Judge Blasts Solicitor In Staffordshire Care Homes Case

The solicitor who mounted repeated legal action against Staffordshire County Council’s Changing Lives programme should have known it would fail, a High Court judge has ruled.

Yvonne Hossack, acting on behalf of Residents Action Group for the Elderly (RAGE), asked on three occasions for the council’s policy to be put under the scrutiny of a judicial review.

The policy considers how residential care for the elderly can best be provided and includes the option of closing council-run homes. Ms Hossack said the council’s handling of the matter and the uncertainty it fostered needed to be looked at.

Each time the court refused the request.

Justice Wyn Williams told the High Court: “In short, these proceedings were completely unnecessary. They were doomed to failure and a reasonably competent solicitor should have known as much.”

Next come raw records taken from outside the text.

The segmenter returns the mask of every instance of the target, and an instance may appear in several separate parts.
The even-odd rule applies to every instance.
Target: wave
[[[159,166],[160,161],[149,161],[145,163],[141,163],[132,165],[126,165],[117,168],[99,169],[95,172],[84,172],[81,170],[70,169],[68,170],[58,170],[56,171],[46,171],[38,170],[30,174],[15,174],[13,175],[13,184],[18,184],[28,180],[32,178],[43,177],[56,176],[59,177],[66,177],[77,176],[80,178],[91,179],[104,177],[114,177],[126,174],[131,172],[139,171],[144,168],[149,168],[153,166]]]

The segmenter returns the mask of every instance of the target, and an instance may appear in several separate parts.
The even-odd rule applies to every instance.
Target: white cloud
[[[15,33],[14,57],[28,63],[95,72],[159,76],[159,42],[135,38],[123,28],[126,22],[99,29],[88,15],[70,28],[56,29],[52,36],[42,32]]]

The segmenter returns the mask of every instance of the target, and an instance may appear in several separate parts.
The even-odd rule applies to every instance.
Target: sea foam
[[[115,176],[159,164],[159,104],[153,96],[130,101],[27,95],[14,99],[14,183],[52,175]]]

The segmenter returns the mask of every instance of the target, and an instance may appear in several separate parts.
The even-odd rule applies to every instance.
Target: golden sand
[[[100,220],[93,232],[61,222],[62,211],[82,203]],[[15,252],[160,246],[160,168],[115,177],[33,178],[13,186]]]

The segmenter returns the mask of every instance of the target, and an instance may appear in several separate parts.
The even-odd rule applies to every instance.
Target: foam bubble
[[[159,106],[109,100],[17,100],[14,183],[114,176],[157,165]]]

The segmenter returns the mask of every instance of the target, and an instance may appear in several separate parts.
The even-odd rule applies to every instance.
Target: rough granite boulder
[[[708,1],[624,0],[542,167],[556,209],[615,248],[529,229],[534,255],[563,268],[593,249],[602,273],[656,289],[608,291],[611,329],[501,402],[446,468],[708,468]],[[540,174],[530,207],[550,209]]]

The council filed the wasted cost order in August on the grounds that Ms Hossack had strayed beyond the role of legal representative and had “instigated, managed and maintained the action as part of a campaign”. Yesterday’s hearing concluded the matter.

Although Ms Hossack did not achieve the judicial review of council procedure, she claimed mini-victories as the council was forced to state its position in open court, guaranteeing that no decision had been made and consultation could affect decisions.

But the authority said it was having to fight in the courts when it wanted to focus on explaining Changing Lives to residents.

Councillor Susan Woodward, cabinet member for healthier communities and older people, said: “The outcome of this judgement completely supports what we have said all along.”

The council asked for its costs to be recouped from Ms Hossacks, based in Kettering, Northamptonshire, and a previous winner of Legal Aid Lawyer of the Year.

But the court ruled that while Ms Hossack was wrong to mount the legal challenge, any such order would render her bankrupt, so would not be made.